SGD updates parameters using single examples or small batches instead of full datasets, enabling online learning and large-scale training. Mini-batch SGD balances gradient quality and efficiency. Momentum, Adam, and adaptive methods adjust learning rates per parameter.
Standard gradient descent computes the gradient of the loss function over the entire training set before making a single parameter update. You know from your study of gradient descent that this gives you the true gradient direction — the steepest downhill path on the loss surface. But when your dataset has millions of examples, computing the full gradient for every single step is prohibitively expensive. Stochastic gradient descent makes a simple trade: instead of computing the exact gradient, estimate it from a single randomly sampled training example (or a small mini-batch of examples) and update immediately.
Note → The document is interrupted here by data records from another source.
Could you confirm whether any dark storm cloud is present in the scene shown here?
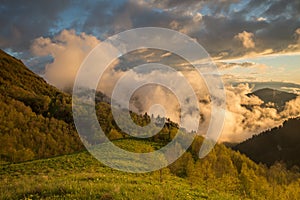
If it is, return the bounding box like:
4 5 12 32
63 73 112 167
0 0 300 62
0 0 70 51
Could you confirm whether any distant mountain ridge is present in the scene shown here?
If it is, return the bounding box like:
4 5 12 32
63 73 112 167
233 118 300 167
248 88 298 111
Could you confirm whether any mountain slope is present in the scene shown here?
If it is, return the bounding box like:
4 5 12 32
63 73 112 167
233 119 300 167
0 138 300 200
0 50 83 162
0 50 179 162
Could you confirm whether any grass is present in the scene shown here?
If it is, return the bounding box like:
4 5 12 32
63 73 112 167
0 140 240 200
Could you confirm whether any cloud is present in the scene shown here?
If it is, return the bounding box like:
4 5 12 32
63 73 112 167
31 30 100 89
220 84 300 142
234 31 255 49
0 0 70 51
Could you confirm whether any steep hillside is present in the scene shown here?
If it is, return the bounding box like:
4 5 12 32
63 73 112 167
233 119 300 167
0 50 83 162
0 50 183 162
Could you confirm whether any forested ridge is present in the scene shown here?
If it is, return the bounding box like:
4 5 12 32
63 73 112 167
0 50 178 162
233 118 300 168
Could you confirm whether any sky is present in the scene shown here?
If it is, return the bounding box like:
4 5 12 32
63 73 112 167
0 0 300 87
0 0 300 141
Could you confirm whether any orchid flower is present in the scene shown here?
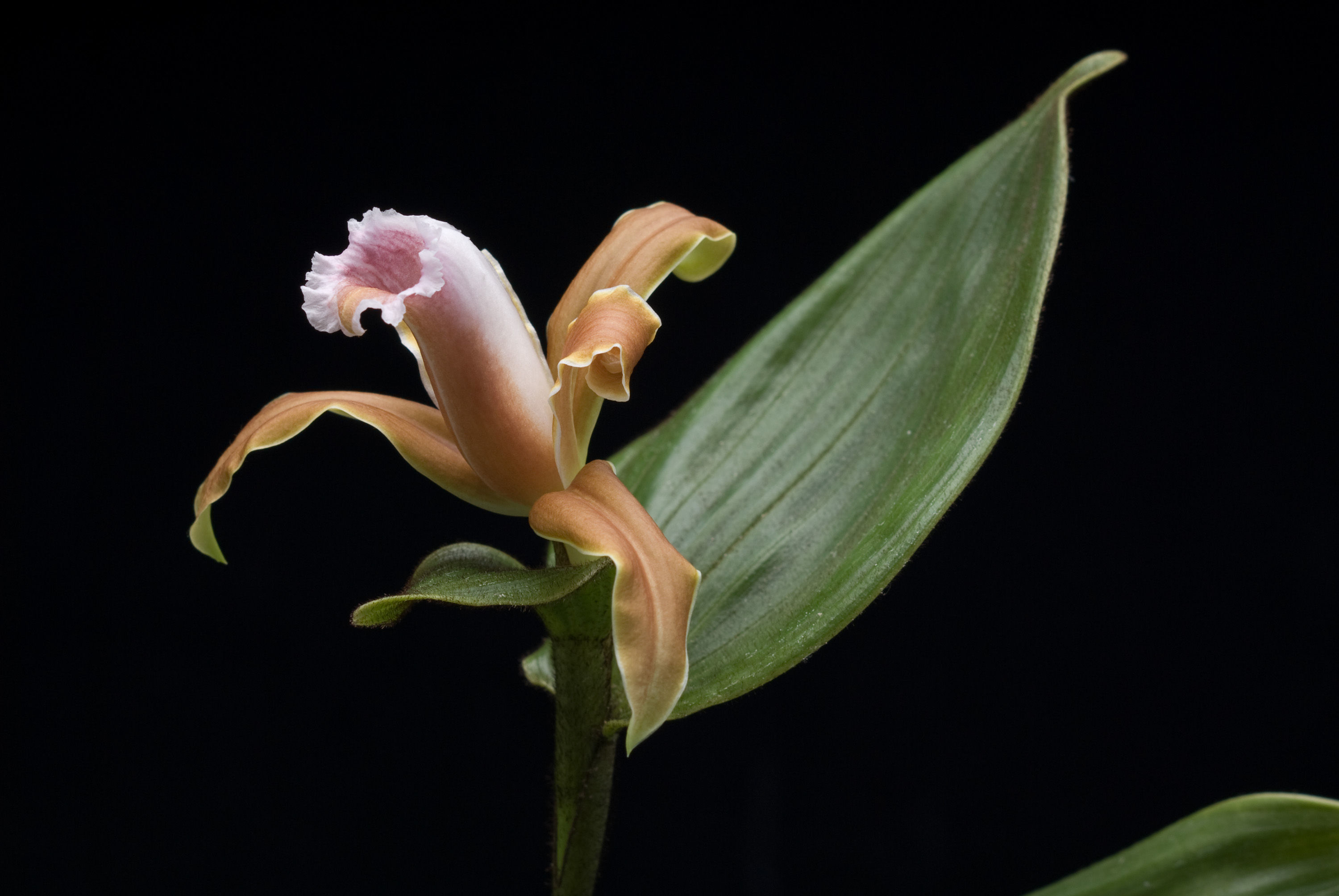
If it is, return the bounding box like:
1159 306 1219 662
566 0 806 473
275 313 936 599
190 202 735 750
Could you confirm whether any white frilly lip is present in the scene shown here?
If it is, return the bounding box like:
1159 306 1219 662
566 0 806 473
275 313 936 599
303 209 453 336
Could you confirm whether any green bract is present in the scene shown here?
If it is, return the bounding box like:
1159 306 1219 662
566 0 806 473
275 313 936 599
1031 793 1339 896
613 52 1125 717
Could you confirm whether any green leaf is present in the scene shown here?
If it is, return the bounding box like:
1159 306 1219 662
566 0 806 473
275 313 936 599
521 638 557 694
613 52 1125 717
352 541 609 627
1031 793 1339 896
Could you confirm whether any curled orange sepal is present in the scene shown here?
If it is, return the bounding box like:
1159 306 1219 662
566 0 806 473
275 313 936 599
549 286 660 484
546 202 735 379
530 461 702 753
190 391 526 563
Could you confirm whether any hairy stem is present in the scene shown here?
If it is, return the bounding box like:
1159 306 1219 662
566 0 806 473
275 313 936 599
541 545 617 896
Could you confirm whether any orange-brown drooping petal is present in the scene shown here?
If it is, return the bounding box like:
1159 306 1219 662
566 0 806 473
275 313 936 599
530 461 702 753
549 286 660 484
548 202 735 377
190 392 526 563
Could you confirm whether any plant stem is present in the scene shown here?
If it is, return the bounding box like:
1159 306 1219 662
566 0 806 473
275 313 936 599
540 545 619 896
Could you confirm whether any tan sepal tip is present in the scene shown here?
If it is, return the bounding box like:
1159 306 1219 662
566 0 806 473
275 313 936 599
549 285 660 484
546 202 735 376
190 391 528 561
530 461 702 753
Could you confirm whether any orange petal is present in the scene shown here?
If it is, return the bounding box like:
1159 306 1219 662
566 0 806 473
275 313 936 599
548 202 735 377
549 286 660 484
190 392 526 563
530 461 702 753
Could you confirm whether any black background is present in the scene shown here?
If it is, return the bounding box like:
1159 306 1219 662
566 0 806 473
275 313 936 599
7 8 1339 896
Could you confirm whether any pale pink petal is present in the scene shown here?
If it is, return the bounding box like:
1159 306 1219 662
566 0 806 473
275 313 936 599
303 209 562 506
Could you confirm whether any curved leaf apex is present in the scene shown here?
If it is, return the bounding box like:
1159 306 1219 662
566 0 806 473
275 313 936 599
1042 50 1127 99
190 505 228 567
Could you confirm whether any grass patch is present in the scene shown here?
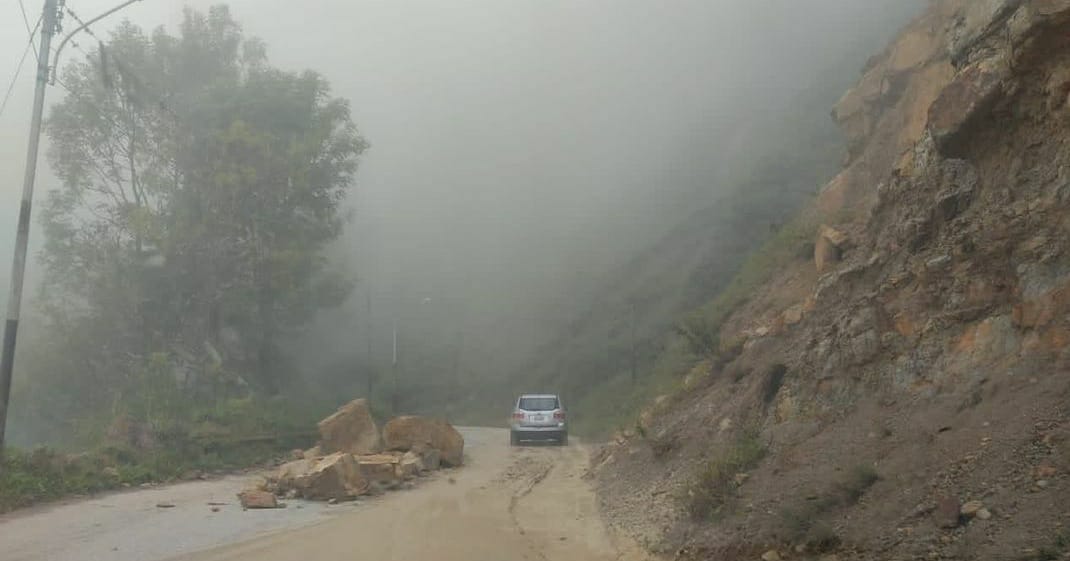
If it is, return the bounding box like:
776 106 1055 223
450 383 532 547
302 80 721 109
0 393 323 512
686 433 768 520
676 216 817 358
780 464 881 551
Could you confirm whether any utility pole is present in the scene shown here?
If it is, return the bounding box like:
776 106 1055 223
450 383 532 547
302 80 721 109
364 286 376 401
0 0 60 454
628 302 639 388
391 318 399 416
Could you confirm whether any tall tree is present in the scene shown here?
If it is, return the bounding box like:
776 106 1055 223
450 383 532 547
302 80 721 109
41 5 367 415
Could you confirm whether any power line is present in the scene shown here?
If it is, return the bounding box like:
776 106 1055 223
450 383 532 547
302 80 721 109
0 17 41 116
18 0 41 64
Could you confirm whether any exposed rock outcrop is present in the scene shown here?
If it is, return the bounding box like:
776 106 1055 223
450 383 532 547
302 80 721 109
596 0 1070 561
Each individual estimate is noisy — it might point somewhat away from the true gradient direction — but on average across many updates, it points the right way.
This noise is not purely a disadvantage. The stochastic fluctuations help SGD escape shallow local minima and saddle points that would trap full-batch gradient descent. Think of it like navigating a hilly landscape in fog: full-batch descent carefully computes the exact slope and walks precisely downhill, but it might get stuck in a small depression. SGD stumbles around more randomly, but that stumbling can bounce it out of shallow traps and toward deeper, more robust valleys. In practice, mini-batch SGD — using batches of 32 to 512 examples — strikes the best balance. The batch is large enough to smooth out the wildest noise and exploit GPU parallelism, but small enough to retain the regularizing benefit of stochasticity and allow many updates per pass through the data.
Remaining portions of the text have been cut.